In the new study, the scientists investigated data from the Zwicky Transient Facility (ZTF) instrument at the California Institute of Technology's Palomar Observatory near San Diego. They examined images of the entire night sky, analyzing 20 million stars to see if the brightness of any of them changed dramatically by a factor of 10 or more on a timescale of roughly an hour or less.
WHAT DID THEY FIND? — This new technique identified known black widow binaries, validating its accuracy. It also detected what appeared to be a star whose brightness changed by a factor of 13 every 62 minutes. This suggests it was likely part of a new black widow binary roughly 3,700 light-years from Earth, which the scientists named ZTF J1406+1222.

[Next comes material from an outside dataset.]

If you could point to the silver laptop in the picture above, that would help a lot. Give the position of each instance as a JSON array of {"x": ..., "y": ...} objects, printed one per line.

"All known black widow pulsars have been found because they emit X-rays, gamma rays, or radio waves, but this is the first time we've used visible light, the kind our eyes can see, to find something like this," study lead author Kevin Burdge, an astrophysicist at the Massachusetts Institute of Technology (MIT), tells Inverse.
ZTF J1406+1222 likely consists of a pulsar and a cool failed star known as a brown dwarf. These objects are about 13 to 90 times the mass of Jupiter — too big to be planets, but not quite big enough to be true stars.
Telescopes cannot distinguish between ZTF J1406+1222's pulsar and the brown dwarf, but the pulsar is likely between 1.4 and two times the Sun's mass, whereas the brown dwarf is likely several dozen times Jupiter's mass, Burdge says. The scientists estimated they are separated by less than roughly 450,000 kilometers. Given this short distance and the relatively tiny sizes of each object, "you could fit the entire thing inside of the Sun," Burdge says.
ZTF J1406+1222's pulsar and its companion orbit around each other every 62 minutes, the shortest orbit yet observed for a black widow binary. The previous record-holder, PSR J1653-0158, had stars orbiting around each other every 75 minutes.
Intriguingly, this black widow binary is unique in that it has a third companion about 10 to 20 percent of the Sun's mass orbiting much farther out, at a distance of roughly 600 times the average distance between Earth and the Sun. This distant partner orbits the close pair every 10,000 years.
It remains uncertain how ZTF J1406+1222's pulsar and its companion could have entered into such a tight orbit, as the way in which a pulsar erodes its companion should drive them apart.
"The third companion may have helped them get there," Burdge suggests. "Basically, anytime you have two things orbiting each other, and also have a wider third thing orbiting, that wider third thing can gravitationally interact with the inner binary, and actually change the orbit of the inner binary to nudge things a bit closer."
More technically, the third companion can make the orbit of its two partners more elongated or eccentric. When the brown dwarf gets close to the pulsar in the eccentric orbit, it feels a powerful gravitational tug, "and that dissipates energy, which quickly causes the orbit to settle into a really tight circular orbit," Burdge says.
WHAT'S NEXT? — Curiously, the astronomers have so far not detected gamma rays or X-rays from ZTF J1406+1222. Although many details about it so far suggest it is a black widow binary, until future observations — say, from NASA's Chandra X-ray Observatory — confirm the presence of a pulsar, "it is entirely possible that this object could also be something we've never seen before and even more exotic," Burdge says. "The one thing I know for sure is we really have never seen anything quite like this object, and that there is probably a lot more to learn from it and other similar objects that I am finding right now, and that's what has me so excited about these."
Burdge notes the Vera Rubin Observatory in Chile may find many more of these objects, as it "will be around 40 times more powerful than ZTF in terms of how far away it can see."